​Novo filme de Sérgio Tréfaut. “Filmei o Titanic antes do naufrágio”
16-09-2021 - 06:46
 • Maria João Costa

“Paraíso” estreia hoje. Sérgio Tréfaut regressou ao Brasil natal para retratar uma realidade que a pandemia matou. O realizador filmou um grupo de seniores que se juntavam para cantar nos jardins públicos no Rio de Janeiro.

“É impossível entrar em qualquer táxi ou loja no Brasil e as pessoas, ao ouvirem o seu sotaque estrangeiro, não perguntem: ‘como é que eu faço para ir embora?’” Foi a este Brasil do século XXI, com Bolsonaro na presidência, e onde já morreram mais de 600 mil pessoas por causa da Covid-19 que o realizador Sérgio Tréfaut regressou.

Mais de 40 anos depois de ter saído do Brasil, o cineasta foi à procura do seu “paraíso”. O retrato está no mais recente documentário que chega esta quinta-feira às salas de cinema.

“Paraíso” é um filme que retrata um grupo de brasileiros para quem a música é uma terapia.
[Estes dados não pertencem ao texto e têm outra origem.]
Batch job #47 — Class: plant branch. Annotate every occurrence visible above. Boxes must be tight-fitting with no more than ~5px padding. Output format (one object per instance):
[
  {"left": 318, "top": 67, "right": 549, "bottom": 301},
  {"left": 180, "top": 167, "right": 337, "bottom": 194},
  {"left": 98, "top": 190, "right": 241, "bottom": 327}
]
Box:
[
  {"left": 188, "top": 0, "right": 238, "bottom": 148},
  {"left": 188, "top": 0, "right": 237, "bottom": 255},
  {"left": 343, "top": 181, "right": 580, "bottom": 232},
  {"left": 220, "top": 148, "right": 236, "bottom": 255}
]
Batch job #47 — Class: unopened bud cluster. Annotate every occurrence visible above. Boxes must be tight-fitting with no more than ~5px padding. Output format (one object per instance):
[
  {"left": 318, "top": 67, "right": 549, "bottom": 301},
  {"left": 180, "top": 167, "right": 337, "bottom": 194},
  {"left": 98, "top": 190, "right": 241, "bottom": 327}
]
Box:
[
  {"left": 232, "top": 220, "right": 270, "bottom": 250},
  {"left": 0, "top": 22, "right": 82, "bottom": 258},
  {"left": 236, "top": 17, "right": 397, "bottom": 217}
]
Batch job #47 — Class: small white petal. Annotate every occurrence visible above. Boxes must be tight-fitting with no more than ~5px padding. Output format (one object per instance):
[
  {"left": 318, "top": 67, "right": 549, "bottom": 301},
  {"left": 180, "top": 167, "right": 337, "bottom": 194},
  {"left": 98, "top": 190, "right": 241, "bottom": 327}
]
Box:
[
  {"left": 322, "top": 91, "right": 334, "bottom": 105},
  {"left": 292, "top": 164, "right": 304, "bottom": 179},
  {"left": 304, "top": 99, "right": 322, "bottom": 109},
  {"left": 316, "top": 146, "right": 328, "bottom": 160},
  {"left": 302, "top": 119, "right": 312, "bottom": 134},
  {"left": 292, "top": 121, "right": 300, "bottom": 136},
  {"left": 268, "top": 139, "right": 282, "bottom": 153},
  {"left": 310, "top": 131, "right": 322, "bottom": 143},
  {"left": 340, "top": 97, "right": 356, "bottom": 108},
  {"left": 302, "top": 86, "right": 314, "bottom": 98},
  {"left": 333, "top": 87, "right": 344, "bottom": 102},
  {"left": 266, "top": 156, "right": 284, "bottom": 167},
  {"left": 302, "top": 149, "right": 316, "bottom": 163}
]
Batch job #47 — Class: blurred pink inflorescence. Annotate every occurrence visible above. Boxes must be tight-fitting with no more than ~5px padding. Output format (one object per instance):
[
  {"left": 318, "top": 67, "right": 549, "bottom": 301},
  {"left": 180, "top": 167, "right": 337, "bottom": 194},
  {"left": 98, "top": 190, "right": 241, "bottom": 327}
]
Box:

Juntavam-se antes da pandemia num jardim público para cantar. O filme mostra essa tradição, antes da pandemia e da Covid-19 ter tirado a vida a alguns deles que esperaram por socorro à porta dos hospitais. Em entrevista ao Ensaio Geral da Renascença, Tréfaut diz que este não é um filme político.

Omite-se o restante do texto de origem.